Like many coming-of-age films, soundtrack features prominently in Persepolis, but unlike most—there's something more powerful than nostalgia driving it. That's because when she was growing up in the 1980's, Marjane Satrapi would venture out into the black markets of Tehran to check out the cassette selection: Stevie Wonder, Julio Iglesias, "Jichael Mackson." For Marjane, the music of her youth was never determined by what happened to be playing on the radio that day. She went out looking for it. She risked her personal freedom for it.
Even as a young kid, Marjane gravitated toward the hard stuff—Iron
Maiden especially—and no wonder. She grew up during
a particularly dark and bloody chapter in Iran's history. The revolution began just as she was hitting the age of reason. Although Marxists had banded
together with the traditionalists to overthrow the Shah, the new republic was a strictly Islamic one, so many leftists were promptly executed, including Marjane's favorite uncle. Next, neighboring Iraq declared war on her country and for the next several years Tehran was bombed on a regular basis. Buildings on Marjane's block were leveled to the ground and her school was subject to frequent evacuations. By the time the dust settled, between 500,000 and one million
Iranians had died. Given all this, it makes sense that Iron Maiden's music would resonate strongly with Marjane. Songs like "Run to the Hills," "The Prisoner" and "Invaders" must have spoken directly to her experience of the world.
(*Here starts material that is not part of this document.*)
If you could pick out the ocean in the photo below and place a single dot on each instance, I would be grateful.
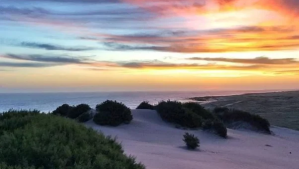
(47, 102)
(By the way, as far as we know, no actual Maiden was used in the film. Instead, they use a Maiden-esque original track called "Master of the Monsters." Listen to it in iTunes.)
By then she had grown into a smart, increasingly vocal pre-teen who'd begun to have regular run-ins with Iran's Islamic gatekeepers. Her parents read the writing on the wall (and on their daughter's
clothes) and made the difficult decision to send her to Austria. Western freedom didn't dazzle Marjane as much as
she'd hoped, however. She was particularly disgusted by the affected, almost entirely unearned cynicism of her peers.
“Life is a void," complains one of her nihilist pals in Vienna. "When man realizes that, he can no longer live, so he invents power games.”
“Bullshit!” retorts Marjane. “Life isn’t absurd. Some people give their lives for freedom.”
Throughout Persepolis, Marjane's love of music illustrates just how empowering it can be in the midst of danger and repression...how music helps carve out space and sanity even in the most harrowing and restrictive circumstances. Back in Tehran, Marjane sings Survivor's "Eye of the Tiger" to lift herself out of a deep depression, and there is something so moving about the way she belts it out in a heavy accent and off-key voice. She feels the song deeply and without irony. She's rising up. She's back on the street. She is recovering from the crippling
realization that she doesn't fully belong in any one culture or land, but she's gonna be her big-mouthed, bad-ass self anyway.
(It's nice to know, by the way, that the strange and enduring appeal of that song transcends nationality)
After getting her master's degree, Marjane Satrapi moved to France, but she never stopped considering her relationship to Iran..one she describes as "very profound." She also describes Persepolis as a "pro-Iran" film, despite the struggles that she and her family have known there.
"Out of respect for those who have stayed there, who share my ideas but cannot express them, I'd find it inappropriate and distasteful to be complaining. If I had given in to despair, everything would have been lost. So until the last moment, I'll hold my head high and keep laughing, because they won't get the best of me. As long as you're alive you can protest and shout, yet laughter is the most subversive weapon of all."
Go see Persepolis. It'll remind you not only of how meaningful music can be in peoples' lives, but how meaningful life is in general. It also features a fetchingly bittersweet score by Olivier Bernet, and some great performances by Chiara Mastroianni, Catherine Deneuve, Danielle Darrieux, and Gabrielle Lopes, among others.